Ireland is for the first time successfully competing in research on the international stage. However, universities don’t carry out research in a vacuum. There are burgeoning links between academic research and industry.
These links provide industry with access to highly skilled researchers and leading-edge infrastructure. This combination is enabling industry to carve out a local R&D mandate and to effectively compete for resources within their global organisations.
This partnership between the research community and industry has increased the profile of the Irish operations, significantly deepening and further anchoring their presence in Ireland. Importantly it has already succeeded in creating new jobs and stimulating the growth of indigenous industry.
In 2008 the IDA reported that almost one-third of its new R&D investments were in direct collaboration with third-level research facilities, and that total R&D investment had grown by 22 per cent, totalling €420 million.
The 10 SFI Centres for Science Engineering and Technology (CSETs) have built partnerships with 75 companies, many of them brand-name multinationals – Intel, IBM, Medtronic and Disney to name a few; and 23 small and medium-sized indigenous companies such as Enfer and Creganna.
These investments are important in validating the potential Ireland is developing as a research economy and also the role of research in anchoring the significantly greater investments by these companies in associated manufacturing facilities.
It helps to illuminate these figures with examples of where Ireland is winning international competition for resources through research excellence in universities.
The Alimentary Pharmabiotic Centre SFI CSET at UCC is engaged in a joint research programme with GlaxoSmithKline resulting in the creation of 21 high-value jobs. The Clarity SFI CSET was an important factor linked to IBM establishing a global centre of excellence for water management in Ireland. The Crann SFI CSET based in TCD is engaged in separate collaborative research programmes with three of the largest employers in Ireland: Intel, Hewlett-Packard and Boston Scientific.

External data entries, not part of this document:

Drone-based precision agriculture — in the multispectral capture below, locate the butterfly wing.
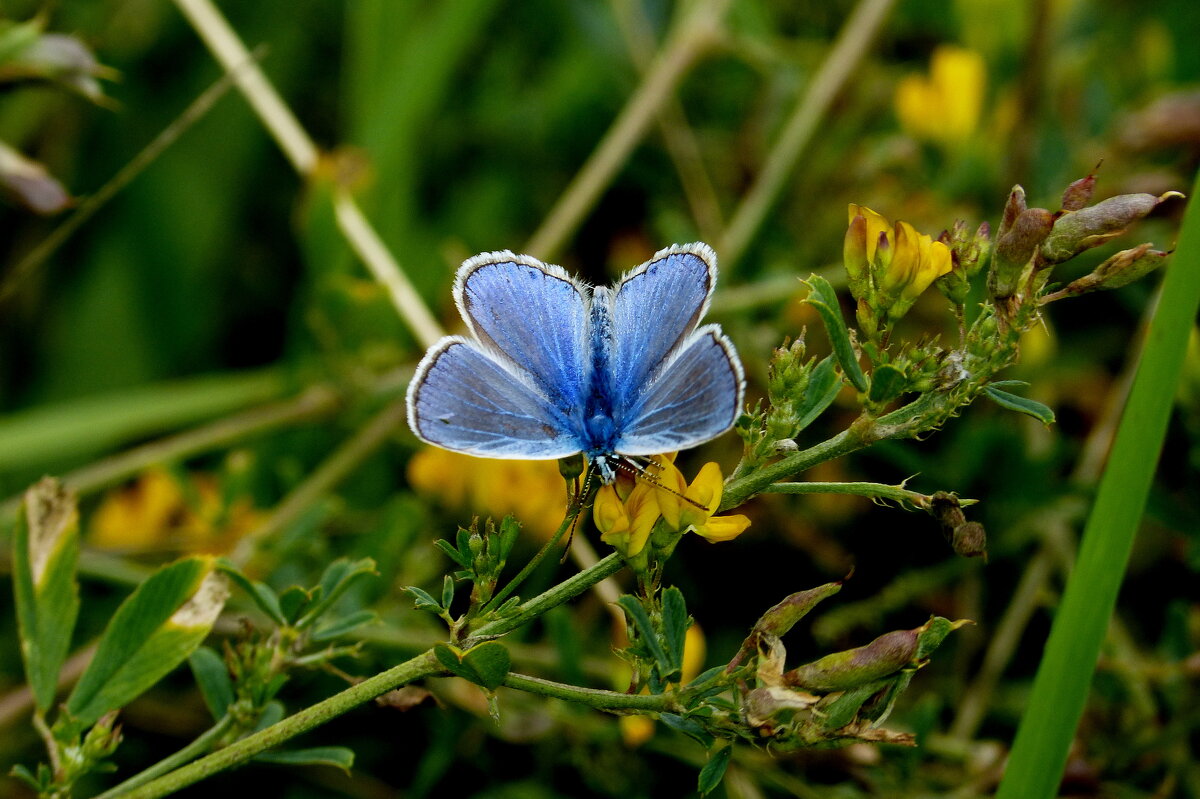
[613,325,745,455]
[408,336,582,459]
[454,251,592,415]
[611,244,716,405]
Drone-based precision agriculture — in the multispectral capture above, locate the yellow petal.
[696,513,750,543]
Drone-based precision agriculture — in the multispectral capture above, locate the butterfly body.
[408,244,743,482]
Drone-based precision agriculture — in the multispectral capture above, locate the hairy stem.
[95,714,233,799]
[763,482,979,510]
[113,650,442,799]
[504,672,679,713]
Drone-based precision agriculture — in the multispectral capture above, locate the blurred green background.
[0,0,1200,798]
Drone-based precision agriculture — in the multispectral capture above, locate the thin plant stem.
[504,672,679,713]
[996,164,1200,799]
[175,0,445,347]
[229,401,407,566]
[716,0,894,269]
[117,553,624,799]
[95,714,234,799]
[763,482,979,510]
[118,650,442,799]
[0,50,250,302]
[611,0,724,241]
[0,385,341,523]
[463,552,625,647]
[524,0,730,258]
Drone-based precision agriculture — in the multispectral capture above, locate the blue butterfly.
[408,244,745,482]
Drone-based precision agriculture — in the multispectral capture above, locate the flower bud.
[784,630,918,693]
[988,206,1054,300]
[1062,175,1096,211]
[1042,192,1183,264]
[950,522,988,559]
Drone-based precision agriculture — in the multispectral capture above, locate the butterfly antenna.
[617,456,708,513]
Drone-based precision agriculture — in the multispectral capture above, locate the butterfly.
[408,244,745,483]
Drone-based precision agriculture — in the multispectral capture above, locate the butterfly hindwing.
[408,336,581,459]
[614,325,745,455]
[454,251,592,413]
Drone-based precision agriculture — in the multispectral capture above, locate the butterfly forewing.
[455,251,590,413]
[408,336,581,459]
[612,244,716,405]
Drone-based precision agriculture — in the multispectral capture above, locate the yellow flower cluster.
[844,203,954,322]
[592,453,750,558]
[408,446,566,539]
[88,469,266,554]
[895,44,988,148]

These programmes in areas as varied as semiconductors, display technologies and medical devices, all underpinned by nanotechnology, are critical in developing these companies’ relationship with and perception of Ireland; aiding in retaining their existing commitment; and providing a platform for future growth.
In addition university research, by enabling new intellectual property and developing highly skilled researchers, is also one of the best foundations for launching new high-tech businesses. In 2008 Havok.com, a company co-founded by a TCD academic, was sold to Intel for €76 million.

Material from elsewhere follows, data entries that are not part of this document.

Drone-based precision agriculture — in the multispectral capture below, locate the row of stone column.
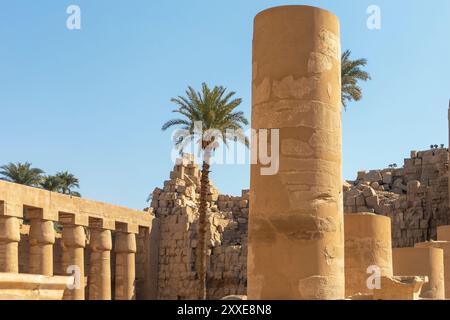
[0,215,137,300]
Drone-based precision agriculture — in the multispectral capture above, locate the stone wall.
[344,148,450,247]
[151,149,450,299]
[151,156,249,299]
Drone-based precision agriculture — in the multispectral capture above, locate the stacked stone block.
[344,148,450,247]
[151,155,249,299]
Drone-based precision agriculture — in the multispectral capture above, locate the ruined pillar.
[392,248,445,299]
[415,241,450,299]
[61,225,86,300]
[437,226,450,241]
[115,232,136,300]
[247,6,345,299]
[344,213,393,297]
[0,216,20,273]
[29,214,55,276]
[89,228,112,300]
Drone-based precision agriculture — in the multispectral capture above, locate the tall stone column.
[247,6,345,299]
[344,213,393,297]
[89,228,112,300]
[0,216,20,273]
[29,217,55,276]
[61,224,86,300]
[115,232,136,300]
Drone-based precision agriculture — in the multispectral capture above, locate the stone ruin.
[0,6,450,300]
[151,155,249,299]
[344,148,450,247]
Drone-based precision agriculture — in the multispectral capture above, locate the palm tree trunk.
[197,160,209,300]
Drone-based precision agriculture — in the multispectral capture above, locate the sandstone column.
[248,6,345,299]
[115,231,136,300]
[89,228,112,300]
[61,224,86,300]
[392,248,445,299]
[29,214,55,276]
[415,241,450,299]
[0,216,20,273]
[344,213,393,297]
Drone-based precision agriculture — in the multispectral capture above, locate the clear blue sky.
[0,0,450,208]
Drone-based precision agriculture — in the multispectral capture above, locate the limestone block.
[392,248,445,299]
[383,172,392,184]
[0,273,74,300]
[415,241,450,299]
[363,187,377,198]
[356,171,367,180]
[366,196,380,208]
[437,226,450,241]
[364,170,383,182]
[344,213,393,296]
[373,276,428,300]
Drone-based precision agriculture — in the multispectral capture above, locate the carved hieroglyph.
[248,6,345,299]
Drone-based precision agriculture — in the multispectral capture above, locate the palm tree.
[55,171,80,197]
[40,176,62,192]
[162,83,249,300]
[0,162,44,187]
[341,50,371,109]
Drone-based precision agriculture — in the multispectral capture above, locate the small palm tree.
[55,171,80,197]
[0,162,44,187]
[162,83,249,300]
[40,176,62,192]
[341,50,371,109]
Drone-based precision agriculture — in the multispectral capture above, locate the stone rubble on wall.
[343,148,450,247]
[151,155,249,299]
[151,149,450,299]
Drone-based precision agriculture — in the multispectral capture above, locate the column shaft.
[61,225,86,300]
[247,6,345,300]
[0,217,20,273]
[115,232,136,300]
[89,228,112,300]
[29,219,55,276]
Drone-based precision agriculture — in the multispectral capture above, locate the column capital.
[115,232,137,253]
[0,216,20,243]
[61,225,86,248]
[115,222,139,234]
[30,218,55,246]
[89,228,112,251]
[26,207,58,221]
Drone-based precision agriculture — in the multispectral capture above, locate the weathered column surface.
[0,216,20,273]
[248,6,345,299]
[344,213,393,297]
[392,248,445,299]
[437,226,450,241]
[29,217,55,276]
[415,241,450,299]
[115,232,136,300]
[61,224,86,300]
[88,228,112,300]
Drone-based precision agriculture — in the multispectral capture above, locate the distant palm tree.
[40,176,62,192]
[0,162,44,187]
[341,50,371,109]
[162,83,249,300]
[55,171,80,197]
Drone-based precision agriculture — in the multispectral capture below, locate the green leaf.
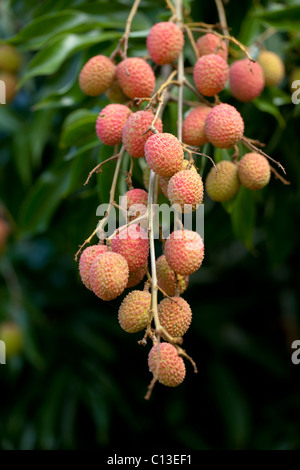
[254,6,300,31]
[59,109,97,148]
[19,31,121,86]
[231,186,256,251]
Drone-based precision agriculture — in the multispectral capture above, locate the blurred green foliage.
[0,0,300,449]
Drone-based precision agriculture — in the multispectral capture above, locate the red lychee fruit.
[147,21,184,65]
[79,245,107,290]
[196,33,228,61]
[96,104,132,145]
[145,132,184,177]
[111,224,149,271]
[117,57,155,99]
[164,229,204,276]
[79,55,116,96]
[122,111,163,158]
[204,103,244,149]
[193,54,229,96]
[119,290,151,333]
[182,104,212,147]
[229,59,265,103]
[156,255,189,297]
[148,343,186,387]
[90,251,129,300]
[238,152,271,190]
[158,297,192,338]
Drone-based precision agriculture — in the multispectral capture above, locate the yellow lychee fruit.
[147,21,184,65]
[156,255,189,297]
[79,54,116,96]
[148,343,186,387]
[158,297,192,338]
[205,160,240,202]
[164,229,204,276]
[119,290,151,333]
[90,251,129,300]
[238,152,271,190]
[257,51,285,86]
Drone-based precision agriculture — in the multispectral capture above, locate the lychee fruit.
[238,152,271,190]
[90,251,129,300]
[148,343,186,387]
[156,255,189,297]
[204,103,244,149]
[0,72,18,104]
[196,33,228,61]
[79,245,107,290]
[229,59,265,103]
[111,224,149,271]
[96,104,132,145]
[145,132,184,177]
[168,170,203,213]
[193,54,229,96]
[79,55,116,96]
[0,322,24,358]
[147,21,184,65]
[119,290,151,333]
[126,267,146,289]
[0,44,22,74]
[159,160,197,197]
[164,229,204,276]
[158,297,192,338]
[122,111,162,158]
[257,51,285,86]
[117,57,155,99]
[182,104,211,147]
[205,160,240,202]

This economic return for Ireland is not captured in the simplified TCD analysis described last week, nor does it account for successful entrepreneurs reinvesting their time and expertise in the formation of new ventures and the pivotal role the university research environment can play in the development of successful high-tech businesses.
There are many additional companies, in diverse sectors now emerging as a result of university research, including Opsona Therapeutics, a drug-discovery company from TCD; Socowave, a technology innovator of advanced wireless access systems, originating from the CTVR CSET; and Firecoms, a spin-out from Tyndall National Institute, which develops innovative lasers and LEDs enabling low-cost, high-speed optical data transmission.

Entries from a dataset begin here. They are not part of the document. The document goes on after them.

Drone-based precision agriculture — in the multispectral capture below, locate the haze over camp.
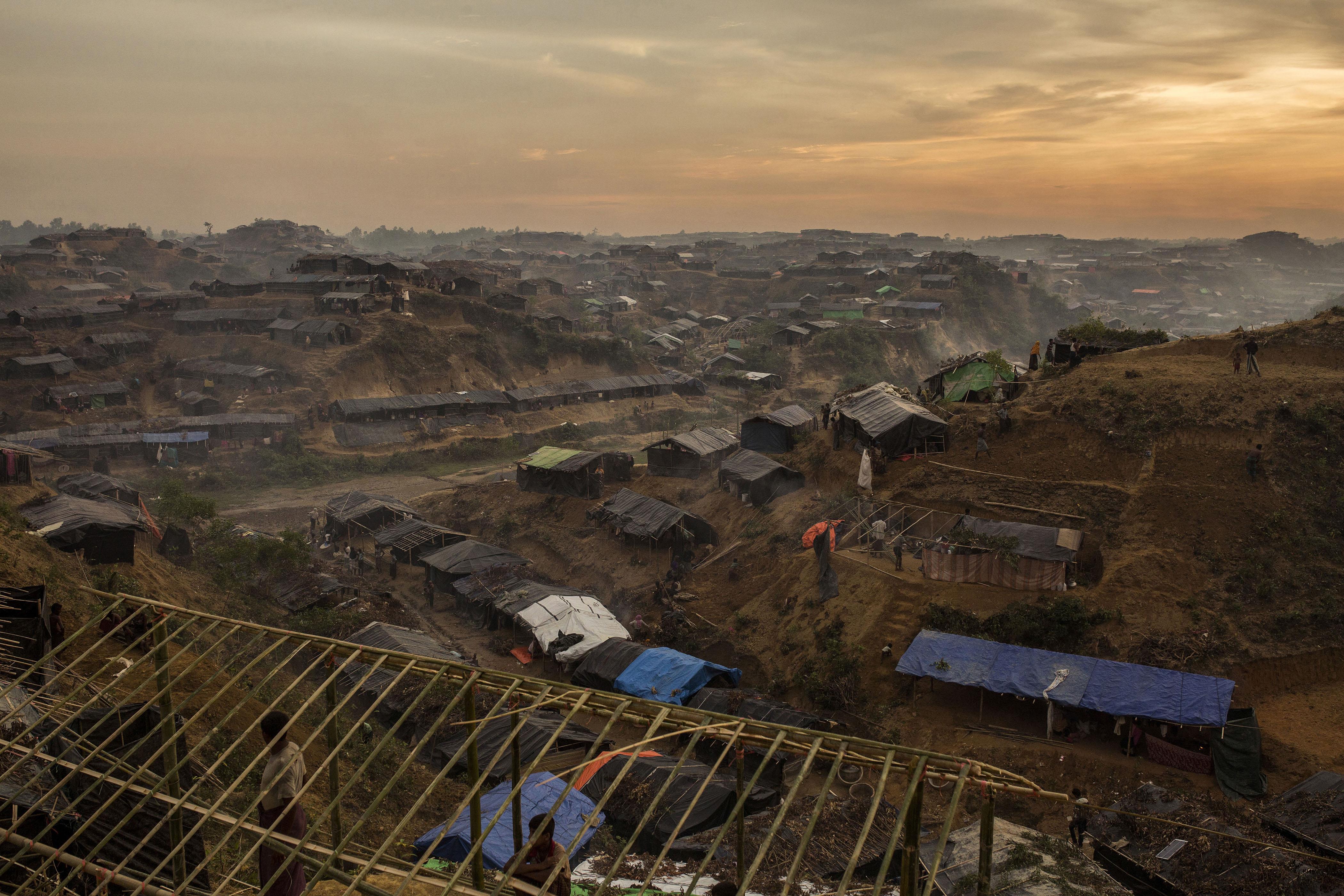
[0,0,1344,896]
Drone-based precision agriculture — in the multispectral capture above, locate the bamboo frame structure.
[0,590,1295,896]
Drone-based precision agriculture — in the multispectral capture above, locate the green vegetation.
[922,595,1118,652]
[1055,317,1167,348]
[805,326,895,389]
[196,517,312,591]
[155,480,215,525]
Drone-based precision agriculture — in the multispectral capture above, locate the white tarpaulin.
[517,594,630,662]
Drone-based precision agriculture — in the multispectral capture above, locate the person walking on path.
[974,423,989,461]
[1246,443,1265,482]
[1068,787,1087,849]
[1242,336,1261,376]
[257,712,308,896]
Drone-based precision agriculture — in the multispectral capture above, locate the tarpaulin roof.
[421,539,531,575]
[719,449,801,482]
[570,638,648,691]
[831,383,948,451]
[957,516,1082,563]
[519,445,602,473]
[19,494,145,544]
[616,647,742,704]
[896,629,1234,727]
[327,492,419,523]
[743,404,816,427]
[588,489,719,543]
[517,594,630,662]
[644,426,738,455]
[415,771,606,869]
[580,751,778,850]
[418,709,606,778]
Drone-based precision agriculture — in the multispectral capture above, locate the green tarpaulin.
[942,361,1016,402]
[1208,708,1269,799]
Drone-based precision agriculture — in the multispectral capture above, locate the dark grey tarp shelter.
[719,450,806,507]
[831,383,948,457]
[684,688,831,790]
[421,539,531,591]
[591,489,719,547]
[374,517,468,563]
[1258,768,1344,858]
[742,404,817,454]
[644,426,738,480]
[19,494,145,563]
[56,473,140,508]
[517,445,604,498]
[579,754,780,852]
[418,709,610,780]
[327,492,419,536]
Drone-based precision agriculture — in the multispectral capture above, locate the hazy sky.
[0,0,1344,238]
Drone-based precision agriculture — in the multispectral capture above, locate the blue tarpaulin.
[896,630,1234,727]
[616,647,742,704]
[415,771,606,868]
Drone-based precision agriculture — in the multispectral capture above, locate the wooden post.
[327,657,341,870]
[737,744,747,889]
[153,612,187,889]
[900,778,923,893]
[976,787,995,896]
[464,684,485,892]
[509,700,523,853]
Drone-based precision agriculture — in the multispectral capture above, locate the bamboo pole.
[465,685,486,889]
[780,744,845,896]
[923,763,970,896]
[976,788,995,896]
[327,657,354,870]
[153,614,187,887]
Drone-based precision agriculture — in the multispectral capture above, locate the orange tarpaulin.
[574,749,659,788]
[802,520,844,551]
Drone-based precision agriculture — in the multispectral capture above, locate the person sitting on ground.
[505,815,570,896]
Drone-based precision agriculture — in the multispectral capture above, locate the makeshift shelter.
[419,539,531,591]
[925,353,1017,402]
[922,516,1083,591]
[56,473,140,508]
[418,709,610,779]
[0,439,56,485]
[896,629,1235,732]
[571,638,742,705]
[517,594,630,662]
[374,517,468,563]
[919,818,1129,896]
[719,450,806,507]
[742,404,817,454]
[325,492,419,537]
[19,494,147,563]
[577,749,780,853]
[414,760,606,869]
[1258,768,1344,858]
[644,426,738,480]
[589,489,719,548]
[517,445,602,498]
[831,383,948,457]
[683,688,831,791]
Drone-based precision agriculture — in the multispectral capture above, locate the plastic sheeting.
[616,647,742,705]
[517,594,630,662]
[896,630,1234,727]
[415,771,606,869]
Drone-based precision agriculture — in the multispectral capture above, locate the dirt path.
[222,461,513,532]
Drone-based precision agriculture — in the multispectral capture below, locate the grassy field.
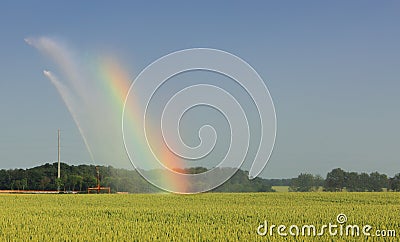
[0,192,400,241]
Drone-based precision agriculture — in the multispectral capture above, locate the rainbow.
[95,57,188,193]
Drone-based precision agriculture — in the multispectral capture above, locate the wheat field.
[0,192,400,241]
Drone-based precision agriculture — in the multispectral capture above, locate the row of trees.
[0,163,273,193]
[289,168,400,192]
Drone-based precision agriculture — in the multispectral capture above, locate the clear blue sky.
[0,1,400,178]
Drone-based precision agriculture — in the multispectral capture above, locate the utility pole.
[57,129,61,179]
[56,129,61,192]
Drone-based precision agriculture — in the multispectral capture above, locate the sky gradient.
[0,1,400,178]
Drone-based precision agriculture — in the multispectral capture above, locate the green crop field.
[0,192,400,241]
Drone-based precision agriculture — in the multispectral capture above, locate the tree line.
[289,168,400,192]
[0,163,400,193]
[0,163,273,193]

These companies are representative of a growing cohort of new businesses developed on the back of research investment.
A decade ago Ireland took a decision to invest in the development of world-leading science. It is critical when assessing the return on this investment for the taxpayer that the full spectrum of economic benefits is considered. The investment has changed the way Ireland is perceived internationally.
It has resulted in the creation of new jobs, the generation of new investment and the attraction of new industry. Ireland is now an internationally competitive location for research. In this time of economic flux we must remain committed to what is delivering success. Research within the university sector is not for the benefit of the university sector alone but is a key component of the engine driving Ireland’s growing international reputation as a smart economy.
Dr Diarmuid O’Brien is the executive director of the SFI-funded Crann CSET.